Menu

Does N++ Support REGEX With Multiple Lines?

2009-02-13
2012-11-13
  • Speedy Cheng

    Speedy Cheng - 2009-02-13

    Hi.

    I wanted to search for all occurrences of /* ... */ and replace with a blank.

    I can do this if /* ... */ is on one line, but not if it's spread over multiple lines; e.g.

    /*
    ...
    */

    Searching the forum, there was a post 2 years ago that says REGEX can't handle newline characters?

    Is there a way to achieve the above?

     
    • Fool4UAnyway

      Fool4UAnyway - 2009-02-13

      So why would you start yet another thread about it?

      I wanted to make a suggestion, but that wouldn't work, because it would involve recursively create linebreak markers in regex mode and then replacing these linebreak markers in non-regex mode.

      So I just started a small extensive investigation, if I could possibly trick the regex engine. I have had some occasions on which the CR of the CR LF linebreak would get included in the found match. I succeeded in reproducing this behavior. I yet had to extend this "greedy" behavior by the LF character also, to get a little further.

      Currently, I can turn the comment block into a single line, which you can easily remove by replacing it in non-regex mode.

      Here's are the golden instructions with the magical outcome.

      Move the cursor to the top of the document: press Ctrl+Home.

      Press Ctrl+R to open the Advanced Find/Replace Dialog.

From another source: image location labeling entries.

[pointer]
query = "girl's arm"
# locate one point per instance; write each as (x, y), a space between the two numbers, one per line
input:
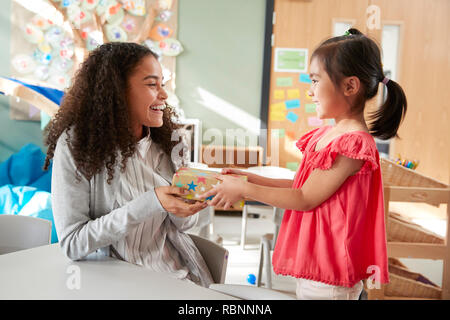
(320, 185)
(260, 180)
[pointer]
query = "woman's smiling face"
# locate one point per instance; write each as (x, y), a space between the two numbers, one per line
(330, 102)
(146, 95)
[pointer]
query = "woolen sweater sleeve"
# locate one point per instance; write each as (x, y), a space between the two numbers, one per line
(79, 234)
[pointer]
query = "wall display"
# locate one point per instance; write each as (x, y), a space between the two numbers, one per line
(291, 60)
(55, 36)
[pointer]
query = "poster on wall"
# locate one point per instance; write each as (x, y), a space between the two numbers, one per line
(291, 60)
(52, 37)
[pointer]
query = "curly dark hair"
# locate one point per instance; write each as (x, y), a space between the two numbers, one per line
(95, 107)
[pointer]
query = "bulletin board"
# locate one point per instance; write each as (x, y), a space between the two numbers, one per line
(51, 39)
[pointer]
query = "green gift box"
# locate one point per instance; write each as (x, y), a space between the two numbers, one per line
(199, 181)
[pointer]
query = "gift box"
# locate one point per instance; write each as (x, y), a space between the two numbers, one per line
(199, 181)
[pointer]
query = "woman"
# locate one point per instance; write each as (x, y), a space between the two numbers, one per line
(112, 166)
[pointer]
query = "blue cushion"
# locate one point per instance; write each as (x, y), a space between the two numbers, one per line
(27, 201)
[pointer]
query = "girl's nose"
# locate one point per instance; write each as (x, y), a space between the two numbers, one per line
(162, 95)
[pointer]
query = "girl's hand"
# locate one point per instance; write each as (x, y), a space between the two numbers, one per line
(170, 201)
(234, 171)
(227, 193)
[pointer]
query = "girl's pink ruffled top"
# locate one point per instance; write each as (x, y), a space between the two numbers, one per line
(343, 240)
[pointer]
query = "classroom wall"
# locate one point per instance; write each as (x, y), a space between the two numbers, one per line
(13, 134)
(219, 75)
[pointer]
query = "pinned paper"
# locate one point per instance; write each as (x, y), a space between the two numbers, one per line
(310, 108)
(45, 119)
(290, 60)
(279, 133)
(307, 95)
(292, 165)
(136, 8)
(304, 78)
(116, 33)
(23, 63)
(292, 104)
(284, 82)
(278, 107)
(293, 94)
(32, 111)
(164, 15)
(314, 122)
(278, 94)
(129, 24)
(277, 116)
(114, 14)
(170, 47)
(292, 117)
(160, 32)
(291, 135)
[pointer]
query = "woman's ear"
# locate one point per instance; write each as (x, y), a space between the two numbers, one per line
(351, 85)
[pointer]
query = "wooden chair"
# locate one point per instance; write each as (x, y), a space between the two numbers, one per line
(406, 185)
(229, 157)
(215, 256)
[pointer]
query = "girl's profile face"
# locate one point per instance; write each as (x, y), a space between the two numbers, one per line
(330, 102)
(146, 95)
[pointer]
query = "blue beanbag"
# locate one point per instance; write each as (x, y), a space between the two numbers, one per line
(24, 168)
(27, 201)
(25, 187)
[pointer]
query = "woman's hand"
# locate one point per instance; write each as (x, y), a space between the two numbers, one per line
(227, 193)
(169, 197)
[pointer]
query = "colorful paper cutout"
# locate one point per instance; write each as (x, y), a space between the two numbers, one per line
(277, 107)
(293, 94)
(291, 135)
(314, 122)
(277, 116)
(292, 117)
(292, 104)
(136, 7)
(278, 94)
(279, 133)
(33, 34)
(116, 33)
(307, 95)
(292, 165)
(310, 108)
(284, 82)
(170, 47)
(290, 60)
(160, 32)
(23, 63)
(164, 15)
(304, 78)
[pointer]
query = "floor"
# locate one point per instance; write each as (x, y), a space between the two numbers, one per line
(241, 262)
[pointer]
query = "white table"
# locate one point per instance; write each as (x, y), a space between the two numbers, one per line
(45, 273)
(261, 208)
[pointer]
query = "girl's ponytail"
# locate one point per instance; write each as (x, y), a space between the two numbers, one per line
(386, 120)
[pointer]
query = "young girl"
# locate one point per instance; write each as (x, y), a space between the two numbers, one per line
(112, 167)
(333, 234)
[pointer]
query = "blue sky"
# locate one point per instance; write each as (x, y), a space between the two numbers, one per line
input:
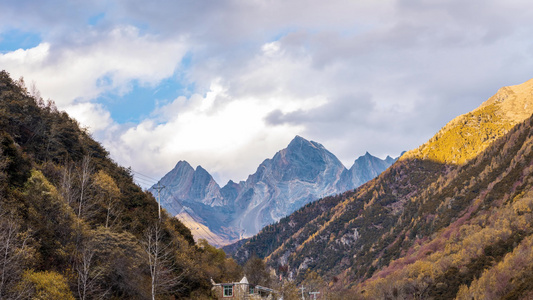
(226, 84)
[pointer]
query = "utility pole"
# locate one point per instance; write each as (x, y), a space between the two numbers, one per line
(159, 188)
(302, 288)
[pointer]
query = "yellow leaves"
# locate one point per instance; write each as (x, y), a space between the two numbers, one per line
(106, 183)
(47, 285)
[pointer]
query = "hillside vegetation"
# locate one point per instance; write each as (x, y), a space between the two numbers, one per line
(74, 225)
(449, 219)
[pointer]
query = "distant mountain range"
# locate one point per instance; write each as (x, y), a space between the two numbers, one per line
(303, 172)
(452, 219)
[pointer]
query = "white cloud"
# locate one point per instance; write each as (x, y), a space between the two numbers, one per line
(96, 62)
(381, 76)
(91, 115)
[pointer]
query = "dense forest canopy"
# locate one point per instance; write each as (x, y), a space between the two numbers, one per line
(73, 224)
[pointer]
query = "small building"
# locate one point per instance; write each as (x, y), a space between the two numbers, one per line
(242, 290)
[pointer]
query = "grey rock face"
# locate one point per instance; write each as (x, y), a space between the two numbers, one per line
(303, 172)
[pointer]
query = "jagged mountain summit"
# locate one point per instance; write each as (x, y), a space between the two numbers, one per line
(303, 172)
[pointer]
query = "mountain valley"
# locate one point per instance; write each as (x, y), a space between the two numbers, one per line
(303, 172)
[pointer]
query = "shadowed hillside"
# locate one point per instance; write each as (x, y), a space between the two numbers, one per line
(73, 224)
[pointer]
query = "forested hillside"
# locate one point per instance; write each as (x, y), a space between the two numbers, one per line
(73, 224)
(449, 219)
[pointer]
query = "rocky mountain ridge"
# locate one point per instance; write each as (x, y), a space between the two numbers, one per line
(302, 172)
(449, 219)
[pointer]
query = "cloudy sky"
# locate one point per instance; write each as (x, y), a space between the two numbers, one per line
(226, 84)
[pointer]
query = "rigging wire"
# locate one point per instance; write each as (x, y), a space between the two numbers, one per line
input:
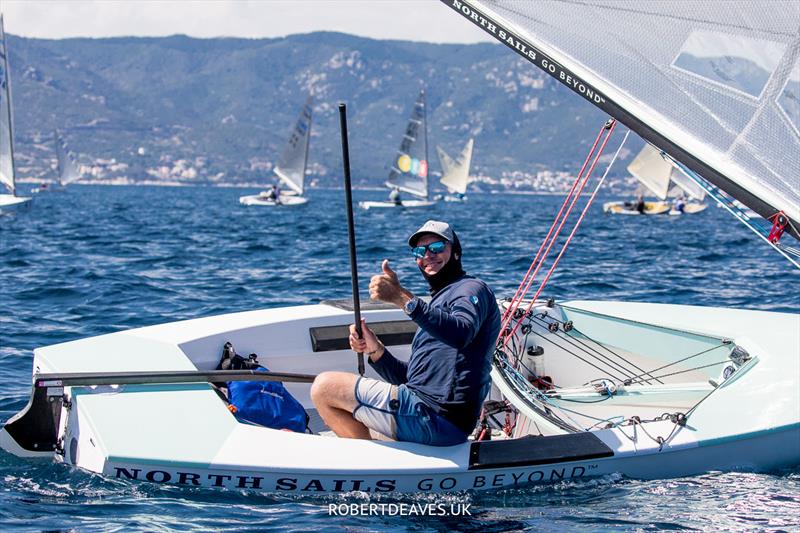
(611, 124)
(526, 282)
(597, 355)
(587, 347)
(714, 192)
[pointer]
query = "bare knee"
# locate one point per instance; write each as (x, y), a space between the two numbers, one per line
(334, 389)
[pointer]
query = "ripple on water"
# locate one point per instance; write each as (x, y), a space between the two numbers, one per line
(102, 259)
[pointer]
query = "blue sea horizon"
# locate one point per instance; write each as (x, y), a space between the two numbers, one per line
(99, 259)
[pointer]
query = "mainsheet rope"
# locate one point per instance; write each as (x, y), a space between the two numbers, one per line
(609, 128)
(516, 298)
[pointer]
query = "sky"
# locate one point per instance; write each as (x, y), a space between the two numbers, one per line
(413, 20)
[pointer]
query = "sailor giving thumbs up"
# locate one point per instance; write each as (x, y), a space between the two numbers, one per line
(385, 287)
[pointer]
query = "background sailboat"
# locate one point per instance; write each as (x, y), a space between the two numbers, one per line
(409, 170)
(66, 169)
(9, 201)
(291, 169)
(455, 173)
(661, 179)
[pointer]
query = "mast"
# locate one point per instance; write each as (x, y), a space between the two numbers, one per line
(308, 143)
(8, 109)
(425, 137)
(59, 157)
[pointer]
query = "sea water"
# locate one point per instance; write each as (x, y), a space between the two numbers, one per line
(99, 259)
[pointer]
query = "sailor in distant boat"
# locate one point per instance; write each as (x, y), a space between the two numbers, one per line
(639, 205)
(394, 196)
(434, 398)
(679, 204)
(274, 194)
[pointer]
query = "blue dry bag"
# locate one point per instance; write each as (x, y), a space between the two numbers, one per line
(267, 403)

      Check the Regular Expr checkbox.
      (Uncheck the Selection (NR) checkbox.)
      (Uncheck the Wrap checkbox.)
      Check the Recurse Repl checkbox.

      In the Find field, enter:
      ^/\*[^/*]*[^*/][^/]$

      In the Replace field, enter:
      /* ____ without the underscore, but with an additional space

      If you replace all occurrences, your comment blocks will turn into lines containing the following text: "/* */" without the quotes. The additional space character is just to make those lines more clear.

      Now you can replace all those lines, again even in regex mode.

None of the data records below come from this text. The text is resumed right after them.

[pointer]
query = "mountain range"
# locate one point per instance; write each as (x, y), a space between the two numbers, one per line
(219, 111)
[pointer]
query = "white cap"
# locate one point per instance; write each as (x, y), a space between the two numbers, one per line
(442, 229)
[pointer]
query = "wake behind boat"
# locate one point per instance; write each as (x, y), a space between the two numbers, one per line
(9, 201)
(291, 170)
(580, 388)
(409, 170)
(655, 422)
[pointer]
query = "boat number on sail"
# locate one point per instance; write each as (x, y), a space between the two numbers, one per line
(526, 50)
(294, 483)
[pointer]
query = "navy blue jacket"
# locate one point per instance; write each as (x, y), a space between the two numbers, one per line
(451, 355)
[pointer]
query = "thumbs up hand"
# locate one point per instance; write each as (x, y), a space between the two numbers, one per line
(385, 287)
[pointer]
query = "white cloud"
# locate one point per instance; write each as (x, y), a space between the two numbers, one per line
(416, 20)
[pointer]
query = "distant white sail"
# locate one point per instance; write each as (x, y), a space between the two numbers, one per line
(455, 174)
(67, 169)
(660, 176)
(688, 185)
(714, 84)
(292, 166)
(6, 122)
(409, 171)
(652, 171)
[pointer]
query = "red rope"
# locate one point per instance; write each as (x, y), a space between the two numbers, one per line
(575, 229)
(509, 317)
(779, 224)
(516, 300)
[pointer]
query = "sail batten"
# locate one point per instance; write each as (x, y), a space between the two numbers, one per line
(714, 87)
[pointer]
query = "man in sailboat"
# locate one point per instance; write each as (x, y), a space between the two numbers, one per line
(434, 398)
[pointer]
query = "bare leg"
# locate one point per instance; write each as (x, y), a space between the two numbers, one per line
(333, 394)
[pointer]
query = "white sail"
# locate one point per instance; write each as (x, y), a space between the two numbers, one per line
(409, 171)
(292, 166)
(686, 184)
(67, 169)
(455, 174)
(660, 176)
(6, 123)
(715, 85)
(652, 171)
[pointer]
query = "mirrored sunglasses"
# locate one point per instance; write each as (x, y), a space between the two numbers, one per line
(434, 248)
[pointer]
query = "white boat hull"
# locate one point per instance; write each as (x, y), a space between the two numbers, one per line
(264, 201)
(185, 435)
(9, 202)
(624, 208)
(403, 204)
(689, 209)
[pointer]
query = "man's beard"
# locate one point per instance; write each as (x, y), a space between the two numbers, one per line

      Move the cursor to the top of the document: press Ctrl+Home.

      Press Ctrl+R to open the Advanced Find/Replace Dialog.

      In the Find field, enter:
      ^/\* *\*/*[^/][^/]$
      (There may be additional space characters between /* and */.)

      Clear the Replace field.

      Replace all occurrences.

      This should do the trick!

      Here is the magic of the first regular expression:

      ^/\* ____ searches for lines starting the comment block

      [^/*]* __ searches for any character not being / or *

      So this possibly won't work with lines containing separate occurrences of those characters.

      For all other lines, the effect will be a match of the complete rest of the line (up to the linebreak)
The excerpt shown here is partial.